The good news: Gruden has been solid so far, offering sharp, concise analysis alongside Mike Tirico. But he’s still not quite as good as he seems capable of.
Gruden does his best work analyzing individual matchups, key blocks, missed blocks, and strategy. He quickly noted that Atlanta defensive coordinator Mike Nolan was causing confusion in Denver’s blocking schemes by disguising coverages and playing so many players close to the line of scrimmage.
Often wrong when he predicted play calls last season, Gruden has done that more selectively this year (he was correct when he did it once during the Broncos-Falcons game) and instead has sometimes merely suggested calls instead.
Gruden is still a bit too effusive with praise and annoyingly leans on crutch clichés (“This guy is a football player!”).

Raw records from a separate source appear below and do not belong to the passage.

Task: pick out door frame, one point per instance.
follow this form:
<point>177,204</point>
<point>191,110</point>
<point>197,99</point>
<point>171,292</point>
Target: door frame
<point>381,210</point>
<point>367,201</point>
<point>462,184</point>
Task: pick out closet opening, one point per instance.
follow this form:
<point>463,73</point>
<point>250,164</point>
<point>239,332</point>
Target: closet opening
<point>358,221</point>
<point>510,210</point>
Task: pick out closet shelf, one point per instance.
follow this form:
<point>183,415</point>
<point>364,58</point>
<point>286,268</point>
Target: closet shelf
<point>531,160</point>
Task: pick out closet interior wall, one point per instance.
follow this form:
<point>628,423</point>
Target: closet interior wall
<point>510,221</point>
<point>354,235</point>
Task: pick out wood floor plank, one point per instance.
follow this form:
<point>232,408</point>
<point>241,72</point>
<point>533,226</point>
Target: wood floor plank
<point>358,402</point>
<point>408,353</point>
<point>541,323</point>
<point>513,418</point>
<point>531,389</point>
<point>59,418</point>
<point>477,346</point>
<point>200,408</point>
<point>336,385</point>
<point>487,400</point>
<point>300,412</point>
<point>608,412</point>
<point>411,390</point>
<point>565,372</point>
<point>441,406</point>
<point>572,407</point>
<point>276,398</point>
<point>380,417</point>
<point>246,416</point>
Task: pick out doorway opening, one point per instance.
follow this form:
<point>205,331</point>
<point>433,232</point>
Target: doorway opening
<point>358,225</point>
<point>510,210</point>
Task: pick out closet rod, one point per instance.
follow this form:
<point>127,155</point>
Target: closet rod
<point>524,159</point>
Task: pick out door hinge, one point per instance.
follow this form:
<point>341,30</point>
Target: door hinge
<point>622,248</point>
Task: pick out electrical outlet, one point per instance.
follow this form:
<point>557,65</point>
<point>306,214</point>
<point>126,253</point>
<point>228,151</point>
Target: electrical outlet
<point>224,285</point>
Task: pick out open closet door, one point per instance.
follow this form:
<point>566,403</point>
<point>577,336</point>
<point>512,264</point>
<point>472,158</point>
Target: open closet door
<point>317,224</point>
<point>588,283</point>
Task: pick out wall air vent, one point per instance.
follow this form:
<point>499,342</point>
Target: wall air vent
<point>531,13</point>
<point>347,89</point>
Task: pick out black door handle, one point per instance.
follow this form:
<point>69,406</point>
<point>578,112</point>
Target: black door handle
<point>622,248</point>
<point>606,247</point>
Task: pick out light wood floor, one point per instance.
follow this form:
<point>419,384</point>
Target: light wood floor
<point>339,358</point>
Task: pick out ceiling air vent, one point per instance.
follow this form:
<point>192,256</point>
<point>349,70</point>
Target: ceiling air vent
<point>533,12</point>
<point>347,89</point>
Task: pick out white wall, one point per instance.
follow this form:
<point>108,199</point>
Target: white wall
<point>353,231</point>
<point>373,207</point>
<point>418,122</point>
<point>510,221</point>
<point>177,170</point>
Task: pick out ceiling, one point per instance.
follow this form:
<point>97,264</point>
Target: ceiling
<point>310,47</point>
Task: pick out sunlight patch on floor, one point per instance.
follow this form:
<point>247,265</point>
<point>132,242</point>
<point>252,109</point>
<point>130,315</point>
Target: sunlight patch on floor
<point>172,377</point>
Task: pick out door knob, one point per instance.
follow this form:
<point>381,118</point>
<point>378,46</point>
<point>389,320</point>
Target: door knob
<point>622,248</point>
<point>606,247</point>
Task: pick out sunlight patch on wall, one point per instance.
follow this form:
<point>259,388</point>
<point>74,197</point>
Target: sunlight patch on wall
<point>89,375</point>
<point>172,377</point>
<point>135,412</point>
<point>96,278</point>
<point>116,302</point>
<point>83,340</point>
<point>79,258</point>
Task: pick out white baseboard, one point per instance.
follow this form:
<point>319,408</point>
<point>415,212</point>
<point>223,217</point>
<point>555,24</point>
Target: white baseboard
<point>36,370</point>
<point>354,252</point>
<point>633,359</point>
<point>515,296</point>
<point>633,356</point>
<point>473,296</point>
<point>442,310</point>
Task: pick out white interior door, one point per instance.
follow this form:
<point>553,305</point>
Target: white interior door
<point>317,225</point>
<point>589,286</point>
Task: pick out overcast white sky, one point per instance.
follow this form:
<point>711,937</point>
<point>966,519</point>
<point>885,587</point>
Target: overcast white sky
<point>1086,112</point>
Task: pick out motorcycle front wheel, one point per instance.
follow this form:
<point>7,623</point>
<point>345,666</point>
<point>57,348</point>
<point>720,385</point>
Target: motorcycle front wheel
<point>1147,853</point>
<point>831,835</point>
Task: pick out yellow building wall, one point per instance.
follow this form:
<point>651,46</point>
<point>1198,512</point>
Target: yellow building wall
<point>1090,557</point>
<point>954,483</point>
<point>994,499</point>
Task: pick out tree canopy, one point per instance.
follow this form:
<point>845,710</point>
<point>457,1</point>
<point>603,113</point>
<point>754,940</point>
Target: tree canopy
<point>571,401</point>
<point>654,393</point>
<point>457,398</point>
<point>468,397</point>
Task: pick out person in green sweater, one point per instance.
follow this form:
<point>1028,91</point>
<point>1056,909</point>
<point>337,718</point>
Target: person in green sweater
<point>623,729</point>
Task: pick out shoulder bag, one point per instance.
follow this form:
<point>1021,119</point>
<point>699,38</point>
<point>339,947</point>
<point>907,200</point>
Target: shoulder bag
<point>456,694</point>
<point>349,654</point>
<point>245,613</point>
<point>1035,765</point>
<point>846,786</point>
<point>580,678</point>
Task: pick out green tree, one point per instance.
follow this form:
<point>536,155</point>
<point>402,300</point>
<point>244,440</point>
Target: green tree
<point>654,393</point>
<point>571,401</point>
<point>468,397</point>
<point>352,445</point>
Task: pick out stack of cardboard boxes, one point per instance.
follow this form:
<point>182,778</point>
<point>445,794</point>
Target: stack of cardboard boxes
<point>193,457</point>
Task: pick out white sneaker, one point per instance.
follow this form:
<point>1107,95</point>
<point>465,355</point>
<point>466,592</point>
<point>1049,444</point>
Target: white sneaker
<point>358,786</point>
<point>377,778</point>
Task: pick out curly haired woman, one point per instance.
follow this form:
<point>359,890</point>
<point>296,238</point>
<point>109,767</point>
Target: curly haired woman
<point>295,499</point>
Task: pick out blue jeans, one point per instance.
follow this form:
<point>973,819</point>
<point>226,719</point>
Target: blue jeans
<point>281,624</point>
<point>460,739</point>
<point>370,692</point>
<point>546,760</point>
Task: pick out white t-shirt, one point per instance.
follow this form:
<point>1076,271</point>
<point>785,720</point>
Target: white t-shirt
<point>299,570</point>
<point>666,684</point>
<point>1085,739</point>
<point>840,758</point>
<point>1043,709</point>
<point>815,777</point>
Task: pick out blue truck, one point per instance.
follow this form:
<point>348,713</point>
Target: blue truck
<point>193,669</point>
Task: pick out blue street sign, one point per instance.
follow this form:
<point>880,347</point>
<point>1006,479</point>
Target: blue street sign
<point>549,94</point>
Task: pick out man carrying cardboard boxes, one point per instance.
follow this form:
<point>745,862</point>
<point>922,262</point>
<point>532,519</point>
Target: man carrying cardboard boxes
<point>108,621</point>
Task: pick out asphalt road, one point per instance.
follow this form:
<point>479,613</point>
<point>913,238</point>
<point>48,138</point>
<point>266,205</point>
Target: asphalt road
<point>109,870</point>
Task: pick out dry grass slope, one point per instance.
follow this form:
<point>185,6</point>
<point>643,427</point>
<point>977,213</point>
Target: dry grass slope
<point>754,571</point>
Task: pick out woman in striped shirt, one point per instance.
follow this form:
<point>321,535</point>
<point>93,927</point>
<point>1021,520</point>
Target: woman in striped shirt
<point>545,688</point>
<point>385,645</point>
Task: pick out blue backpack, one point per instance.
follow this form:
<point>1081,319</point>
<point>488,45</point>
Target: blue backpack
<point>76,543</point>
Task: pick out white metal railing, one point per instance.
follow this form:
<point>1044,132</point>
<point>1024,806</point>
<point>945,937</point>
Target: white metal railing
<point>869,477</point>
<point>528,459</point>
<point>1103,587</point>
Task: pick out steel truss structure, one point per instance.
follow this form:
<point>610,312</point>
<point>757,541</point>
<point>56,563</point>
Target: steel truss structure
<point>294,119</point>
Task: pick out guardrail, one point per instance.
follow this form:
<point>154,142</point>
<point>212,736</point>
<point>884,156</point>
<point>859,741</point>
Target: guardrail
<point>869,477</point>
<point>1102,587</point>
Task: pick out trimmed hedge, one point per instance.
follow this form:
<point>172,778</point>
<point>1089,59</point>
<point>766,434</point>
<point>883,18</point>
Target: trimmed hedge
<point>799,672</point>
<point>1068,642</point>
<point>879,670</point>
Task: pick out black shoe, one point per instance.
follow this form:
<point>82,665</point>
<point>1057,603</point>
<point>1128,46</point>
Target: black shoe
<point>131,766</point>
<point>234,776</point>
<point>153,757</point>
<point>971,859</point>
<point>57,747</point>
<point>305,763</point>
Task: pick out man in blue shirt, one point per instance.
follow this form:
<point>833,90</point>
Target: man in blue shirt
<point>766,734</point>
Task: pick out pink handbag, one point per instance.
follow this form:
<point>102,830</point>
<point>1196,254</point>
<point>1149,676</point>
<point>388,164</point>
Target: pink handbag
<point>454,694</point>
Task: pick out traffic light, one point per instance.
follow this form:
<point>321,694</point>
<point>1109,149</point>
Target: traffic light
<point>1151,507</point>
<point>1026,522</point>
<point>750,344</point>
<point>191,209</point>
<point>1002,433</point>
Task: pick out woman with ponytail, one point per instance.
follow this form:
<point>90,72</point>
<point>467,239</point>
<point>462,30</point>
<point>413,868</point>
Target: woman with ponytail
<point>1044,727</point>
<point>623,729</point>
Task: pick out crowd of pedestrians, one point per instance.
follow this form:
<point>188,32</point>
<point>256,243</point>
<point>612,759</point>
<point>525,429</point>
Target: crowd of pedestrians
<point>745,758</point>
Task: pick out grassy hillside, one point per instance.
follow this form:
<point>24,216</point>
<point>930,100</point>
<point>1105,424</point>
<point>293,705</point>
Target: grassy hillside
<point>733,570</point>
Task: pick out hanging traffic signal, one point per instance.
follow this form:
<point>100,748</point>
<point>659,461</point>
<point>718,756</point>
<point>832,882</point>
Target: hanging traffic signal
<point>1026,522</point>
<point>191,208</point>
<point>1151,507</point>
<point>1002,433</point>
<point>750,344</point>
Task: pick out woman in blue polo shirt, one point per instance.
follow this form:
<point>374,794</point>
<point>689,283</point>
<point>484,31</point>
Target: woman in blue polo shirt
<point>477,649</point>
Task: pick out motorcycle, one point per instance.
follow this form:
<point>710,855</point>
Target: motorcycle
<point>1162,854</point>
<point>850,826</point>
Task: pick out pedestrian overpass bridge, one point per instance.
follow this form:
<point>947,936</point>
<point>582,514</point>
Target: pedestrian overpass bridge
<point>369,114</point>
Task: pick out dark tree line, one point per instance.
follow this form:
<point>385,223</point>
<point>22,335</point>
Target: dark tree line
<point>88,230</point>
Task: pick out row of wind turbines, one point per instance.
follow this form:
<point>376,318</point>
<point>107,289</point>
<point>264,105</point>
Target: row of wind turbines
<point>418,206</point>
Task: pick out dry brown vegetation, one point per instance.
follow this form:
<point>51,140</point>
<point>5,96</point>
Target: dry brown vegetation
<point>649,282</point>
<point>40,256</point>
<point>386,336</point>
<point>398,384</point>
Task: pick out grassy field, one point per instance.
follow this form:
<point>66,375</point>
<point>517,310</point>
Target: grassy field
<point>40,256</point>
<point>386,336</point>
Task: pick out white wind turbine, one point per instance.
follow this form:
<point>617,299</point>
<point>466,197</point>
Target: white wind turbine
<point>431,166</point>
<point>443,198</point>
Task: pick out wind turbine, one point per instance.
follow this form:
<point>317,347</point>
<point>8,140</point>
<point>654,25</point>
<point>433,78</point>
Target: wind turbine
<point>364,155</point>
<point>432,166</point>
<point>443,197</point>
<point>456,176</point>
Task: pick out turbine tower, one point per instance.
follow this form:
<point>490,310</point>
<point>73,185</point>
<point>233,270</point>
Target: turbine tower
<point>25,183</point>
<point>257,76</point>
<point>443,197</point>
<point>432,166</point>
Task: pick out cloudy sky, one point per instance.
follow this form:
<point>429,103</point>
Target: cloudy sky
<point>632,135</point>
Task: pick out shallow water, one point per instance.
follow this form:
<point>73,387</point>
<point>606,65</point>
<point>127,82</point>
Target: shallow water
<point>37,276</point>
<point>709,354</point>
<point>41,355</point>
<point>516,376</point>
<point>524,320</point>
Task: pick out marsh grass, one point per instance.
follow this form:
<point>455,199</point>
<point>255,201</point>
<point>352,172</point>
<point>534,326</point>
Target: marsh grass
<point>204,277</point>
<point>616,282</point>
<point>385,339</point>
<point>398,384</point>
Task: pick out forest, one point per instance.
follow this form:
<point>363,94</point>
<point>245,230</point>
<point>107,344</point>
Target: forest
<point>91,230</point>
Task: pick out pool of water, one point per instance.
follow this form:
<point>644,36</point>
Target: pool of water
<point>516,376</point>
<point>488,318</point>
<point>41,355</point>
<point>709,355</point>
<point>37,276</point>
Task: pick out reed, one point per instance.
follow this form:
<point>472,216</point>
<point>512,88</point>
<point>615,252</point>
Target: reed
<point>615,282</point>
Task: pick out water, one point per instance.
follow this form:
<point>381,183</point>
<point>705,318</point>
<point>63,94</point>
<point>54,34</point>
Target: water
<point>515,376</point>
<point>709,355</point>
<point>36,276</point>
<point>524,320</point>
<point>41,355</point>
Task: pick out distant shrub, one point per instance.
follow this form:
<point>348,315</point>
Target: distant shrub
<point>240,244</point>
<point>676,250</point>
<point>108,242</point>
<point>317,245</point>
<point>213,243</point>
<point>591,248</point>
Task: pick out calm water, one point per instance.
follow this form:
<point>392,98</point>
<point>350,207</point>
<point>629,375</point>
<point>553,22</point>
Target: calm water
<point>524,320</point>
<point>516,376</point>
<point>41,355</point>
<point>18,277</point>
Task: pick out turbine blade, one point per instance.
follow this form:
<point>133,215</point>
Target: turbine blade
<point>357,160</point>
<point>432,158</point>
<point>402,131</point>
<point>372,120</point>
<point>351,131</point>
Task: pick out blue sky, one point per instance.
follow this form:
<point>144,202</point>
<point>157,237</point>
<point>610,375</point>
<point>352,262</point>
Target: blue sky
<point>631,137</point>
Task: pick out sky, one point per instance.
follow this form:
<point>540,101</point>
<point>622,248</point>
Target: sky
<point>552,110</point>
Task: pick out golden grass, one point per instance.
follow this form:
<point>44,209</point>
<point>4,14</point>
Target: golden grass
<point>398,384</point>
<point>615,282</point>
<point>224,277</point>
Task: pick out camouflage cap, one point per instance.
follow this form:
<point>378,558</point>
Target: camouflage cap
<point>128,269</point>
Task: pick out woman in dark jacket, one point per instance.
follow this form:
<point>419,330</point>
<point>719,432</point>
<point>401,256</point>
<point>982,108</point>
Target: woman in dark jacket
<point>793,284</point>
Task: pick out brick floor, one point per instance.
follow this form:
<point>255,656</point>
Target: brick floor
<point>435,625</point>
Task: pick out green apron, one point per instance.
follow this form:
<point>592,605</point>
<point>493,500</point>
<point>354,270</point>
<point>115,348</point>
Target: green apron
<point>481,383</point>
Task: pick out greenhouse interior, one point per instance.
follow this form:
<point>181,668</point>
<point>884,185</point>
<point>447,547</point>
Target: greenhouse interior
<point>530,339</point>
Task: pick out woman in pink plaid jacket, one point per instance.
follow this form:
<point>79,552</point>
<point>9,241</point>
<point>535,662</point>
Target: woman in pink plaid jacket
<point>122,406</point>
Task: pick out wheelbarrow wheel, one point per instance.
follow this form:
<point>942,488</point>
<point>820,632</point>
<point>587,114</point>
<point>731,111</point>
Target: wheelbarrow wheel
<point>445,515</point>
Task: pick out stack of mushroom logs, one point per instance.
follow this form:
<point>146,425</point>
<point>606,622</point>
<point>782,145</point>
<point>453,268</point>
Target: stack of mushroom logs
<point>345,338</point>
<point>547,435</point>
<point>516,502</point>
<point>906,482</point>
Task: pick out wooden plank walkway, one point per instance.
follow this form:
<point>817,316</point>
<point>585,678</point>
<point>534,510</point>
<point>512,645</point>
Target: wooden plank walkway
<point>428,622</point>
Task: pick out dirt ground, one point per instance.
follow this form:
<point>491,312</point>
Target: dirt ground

But he has criticized when appropriate, including questioning the Ravens for throwing while leading 41-13 against the Bengals.
Every spring, Gruden’s charisma helps make his quarterback specials compelling pre-draft programming. The question is whether he can display more of that personality on game telecasts, as John Madden did for many years.
One of a few reasons ESPN removed Jaworski from “MNF” is that network research showed that a lot of people thought their voices sounded similar and couldn’t tell who was speaking.
• On CBS’ pregame show, we miss the professorial approach of Charley Casserly, an ace at dissecting film. But new CBS information man Jason La Canfora, formerly of NFL Network, has served up decent information, including the government’s investigation into the Saints’ alleged misuse of Vicodin.
• Good Week Three stat by CBS’ Rich Gannon, noting that since 2000, kickers make 80 percent of field goals in overtime and the last two minutes of the fourth quarter after the opposing coach called a timeout to ice him. It’s 77 percent otherwise.
• Week Three unfortunate timing awards: 1) Fox’s Troy Aikman remarking about the Cowboys’ defense: “How much better are they, really?” On the next play, Dallas made its first interception of the season. 2) Gannon noting what a good job Ryan Tannehill had done protecting the football the previous six quarters. On the next play, the Jets intercepted him and returned it for a touchdown.
• ESPN’s Steve Young made the best point about the officials’ lockout, noting that it won’t matter to the league as long as the NFL’s popularity and profits aren’t affected. And they haven’t been, despite issues with the replacements. NBC’s Tony Dungy made the second-best point, noting the calls most often being missed in Weeks One and Two were illegal contact with receivers.
• Say what? Aikman noted that Tony Romo “studies other quarterbacks like Tom Brady to try to get better” and sometimes Dallas coaches are dismayed by that. Why would that bother Cowboys coaches? Aikman should have explained.
• Nifty technology by CBS demonstrated that Peyton Manning’s 12-yard outs are traveling 47 miles per hour — down from 51 in 2010.
• Fox’s Michael Strahan, trying to juggle his NFL job with his five-days-a-week gig as Kelly Ripa’s co-host on “Live!,” continues to offer little. Asked if the Steelers would lose to the Jets, he responded only with “Anything’s possible.” Thanks for nothing.
Barry Jackson covers sports media for the Miami Herald and Pro Football Weekly.